Per capire il tipo di espressioni contro cui la polizia dovrebbe prendere "provvedimenti seri", vi consiglio di leggere il testo fin troppo mite con cui i professori di studi orientali si erano difesi. [1]
Nota:
[1] Volendoci divertire con uno dei metodi preferiti di Magdi Allam o di altri complottisti e commissari telematici, possiamo anche stabilire un legame tra la Logan's Ltd - cioè gli "antiterroristi" per eccellenza - e il "terrorista" Roberto Sandalo.
Infatti, Nicole Touati, per buona misura, firmò anche l'appello a sostegno di Magdi Allam lanciato da Silvio Calzolari, il pittoresco ex-massone diventato "docente di islamismo" (sic!) in una presunta "università pontificia" che non esiste.

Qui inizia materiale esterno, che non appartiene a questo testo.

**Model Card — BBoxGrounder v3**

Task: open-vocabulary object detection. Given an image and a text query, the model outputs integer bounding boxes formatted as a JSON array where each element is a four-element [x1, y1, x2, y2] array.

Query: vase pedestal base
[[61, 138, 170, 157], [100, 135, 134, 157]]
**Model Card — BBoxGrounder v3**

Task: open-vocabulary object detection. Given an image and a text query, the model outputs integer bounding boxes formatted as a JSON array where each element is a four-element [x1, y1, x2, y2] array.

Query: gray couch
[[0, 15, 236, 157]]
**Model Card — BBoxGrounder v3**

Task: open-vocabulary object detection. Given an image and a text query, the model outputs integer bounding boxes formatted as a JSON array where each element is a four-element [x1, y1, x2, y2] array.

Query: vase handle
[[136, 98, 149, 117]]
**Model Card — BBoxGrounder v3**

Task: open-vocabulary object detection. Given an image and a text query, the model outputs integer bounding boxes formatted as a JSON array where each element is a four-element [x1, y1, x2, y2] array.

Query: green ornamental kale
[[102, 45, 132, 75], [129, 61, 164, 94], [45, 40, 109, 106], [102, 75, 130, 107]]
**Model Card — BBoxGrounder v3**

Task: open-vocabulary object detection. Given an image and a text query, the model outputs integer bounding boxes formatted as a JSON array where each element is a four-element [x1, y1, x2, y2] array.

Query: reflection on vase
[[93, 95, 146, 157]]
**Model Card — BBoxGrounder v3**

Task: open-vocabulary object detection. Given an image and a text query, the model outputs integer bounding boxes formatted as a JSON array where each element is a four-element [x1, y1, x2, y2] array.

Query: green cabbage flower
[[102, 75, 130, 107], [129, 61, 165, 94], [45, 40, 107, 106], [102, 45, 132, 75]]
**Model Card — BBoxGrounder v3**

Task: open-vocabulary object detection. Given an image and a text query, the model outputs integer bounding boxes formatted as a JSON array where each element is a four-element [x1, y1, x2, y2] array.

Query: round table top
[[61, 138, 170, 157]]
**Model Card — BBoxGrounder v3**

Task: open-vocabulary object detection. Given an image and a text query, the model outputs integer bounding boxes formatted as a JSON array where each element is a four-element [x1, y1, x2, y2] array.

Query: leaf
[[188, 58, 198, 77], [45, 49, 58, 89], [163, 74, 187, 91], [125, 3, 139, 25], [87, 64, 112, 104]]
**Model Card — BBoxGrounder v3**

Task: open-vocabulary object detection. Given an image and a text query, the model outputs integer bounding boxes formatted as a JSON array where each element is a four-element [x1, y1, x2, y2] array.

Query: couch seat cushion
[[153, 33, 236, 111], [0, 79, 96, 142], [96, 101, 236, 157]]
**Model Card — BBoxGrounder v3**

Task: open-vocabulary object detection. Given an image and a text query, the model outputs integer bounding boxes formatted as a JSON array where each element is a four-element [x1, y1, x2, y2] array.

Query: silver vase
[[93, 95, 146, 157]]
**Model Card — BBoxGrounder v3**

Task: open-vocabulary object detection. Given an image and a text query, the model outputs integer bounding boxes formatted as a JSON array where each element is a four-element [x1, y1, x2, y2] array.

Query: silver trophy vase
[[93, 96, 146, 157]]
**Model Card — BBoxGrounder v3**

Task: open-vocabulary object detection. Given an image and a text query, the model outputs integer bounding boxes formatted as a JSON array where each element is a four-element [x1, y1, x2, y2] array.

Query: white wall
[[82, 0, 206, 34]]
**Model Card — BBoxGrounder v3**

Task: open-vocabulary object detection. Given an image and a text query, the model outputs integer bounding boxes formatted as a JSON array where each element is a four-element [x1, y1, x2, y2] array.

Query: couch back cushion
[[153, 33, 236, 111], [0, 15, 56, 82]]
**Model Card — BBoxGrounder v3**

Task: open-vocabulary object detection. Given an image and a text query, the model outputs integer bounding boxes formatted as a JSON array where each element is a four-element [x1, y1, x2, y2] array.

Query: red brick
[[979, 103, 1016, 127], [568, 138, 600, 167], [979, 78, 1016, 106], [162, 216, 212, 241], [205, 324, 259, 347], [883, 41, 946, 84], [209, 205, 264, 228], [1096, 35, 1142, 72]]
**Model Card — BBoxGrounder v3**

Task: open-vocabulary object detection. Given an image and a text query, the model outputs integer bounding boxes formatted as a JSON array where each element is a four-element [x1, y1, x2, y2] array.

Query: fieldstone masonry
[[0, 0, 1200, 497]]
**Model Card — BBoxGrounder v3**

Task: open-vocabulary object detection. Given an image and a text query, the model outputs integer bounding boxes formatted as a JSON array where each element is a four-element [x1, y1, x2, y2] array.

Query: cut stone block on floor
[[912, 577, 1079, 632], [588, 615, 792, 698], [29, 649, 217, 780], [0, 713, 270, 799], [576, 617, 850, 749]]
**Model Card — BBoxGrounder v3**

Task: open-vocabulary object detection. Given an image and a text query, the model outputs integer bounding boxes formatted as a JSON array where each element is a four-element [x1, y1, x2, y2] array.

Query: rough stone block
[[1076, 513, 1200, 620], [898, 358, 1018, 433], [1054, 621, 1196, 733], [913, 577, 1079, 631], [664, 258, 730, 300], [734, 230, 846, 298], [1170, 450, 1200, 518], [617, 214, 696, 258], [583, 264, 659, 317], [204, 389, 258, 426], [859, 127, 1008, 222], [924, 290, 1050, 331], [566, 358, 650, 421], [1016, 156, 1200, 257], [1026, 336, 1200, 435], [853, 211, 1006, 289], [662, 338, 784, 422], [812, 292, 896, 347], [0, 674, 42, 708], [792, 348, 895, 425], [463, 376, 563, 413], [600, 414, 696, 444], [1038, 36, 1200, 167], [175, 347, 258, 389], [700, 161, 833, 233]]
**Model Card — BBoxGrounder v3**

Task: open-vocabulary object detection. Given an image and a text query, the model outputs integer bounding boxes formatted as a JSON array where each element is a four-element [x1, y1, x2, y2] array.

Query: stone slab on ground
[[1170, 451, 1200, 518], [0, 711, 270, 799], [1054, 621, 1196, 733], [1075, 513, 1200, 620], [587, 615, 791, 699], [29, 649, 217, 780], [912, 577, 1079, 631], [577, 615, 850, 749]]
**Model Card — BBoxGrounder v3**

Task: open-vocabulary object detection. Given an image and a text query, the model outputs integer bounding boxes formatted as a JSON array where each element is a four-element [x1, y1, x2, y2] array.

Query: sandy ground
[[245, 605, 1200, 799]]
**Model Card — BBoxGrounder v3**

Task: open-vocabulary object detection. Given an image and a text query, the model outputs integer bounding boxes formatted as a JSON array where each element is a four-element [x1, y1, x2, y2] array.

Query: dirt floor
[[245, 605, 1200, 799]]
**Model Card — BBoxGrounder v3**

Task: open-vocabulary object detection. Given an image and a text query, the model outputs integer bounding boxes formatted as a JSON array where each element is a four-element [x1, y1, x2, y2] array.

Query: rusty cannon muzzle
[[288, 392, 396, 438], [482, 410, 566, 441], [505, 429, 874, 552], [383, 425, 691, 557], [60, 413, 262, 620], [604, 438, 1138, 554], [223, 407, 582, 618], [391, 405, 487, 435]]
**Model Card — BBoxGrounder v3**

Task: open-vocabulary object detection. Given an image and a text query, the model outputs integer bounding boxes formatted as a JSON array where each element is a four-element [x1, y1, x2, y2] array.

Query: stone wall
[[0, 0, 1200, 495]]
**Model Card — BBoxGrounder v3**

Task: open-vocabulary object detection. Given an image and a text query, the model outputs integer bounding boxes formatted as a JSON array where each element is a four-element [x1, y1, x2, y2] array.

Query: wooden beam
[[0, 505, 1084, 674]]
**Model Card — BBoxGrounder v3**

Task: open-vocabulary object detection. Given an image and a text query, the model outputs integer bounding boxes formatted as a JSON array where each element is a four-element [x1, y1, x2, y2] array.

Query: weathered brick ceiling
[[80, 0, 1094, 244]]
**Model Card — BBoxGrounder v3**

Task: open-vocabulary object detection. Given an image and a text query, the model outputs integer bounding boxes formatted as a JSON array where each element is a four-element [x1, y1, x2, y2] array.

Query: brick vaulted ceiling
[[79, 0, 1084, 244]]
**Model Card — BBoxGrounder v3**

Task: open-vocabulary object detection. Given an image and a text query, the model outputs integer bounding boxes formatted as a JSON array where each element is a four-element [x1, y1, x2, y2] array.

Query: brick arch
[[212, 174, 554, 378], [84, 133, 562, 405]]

In questa foto vediamo Silvio Calzolari - oggi membro del direttivo nazionale di un gruppuscolo neofascista che si chiama Nuova Destra Sociale in Italia - accanto alla storica amica di questo sito, la cartomante e astrologa islamofoba, Adriana Bolchini Gaigher.
Adriana Bolchini Gaigher è presidente di un'associazione chiamata O.D.D.I.I. La responsabile dell'Ufficio Legale della stessa associazione si chiama Antonia Parisotto.
E Antonia Parisotto non è solo l'avvocato difensore di Roberto Sandalo. Ne è pure la moglie.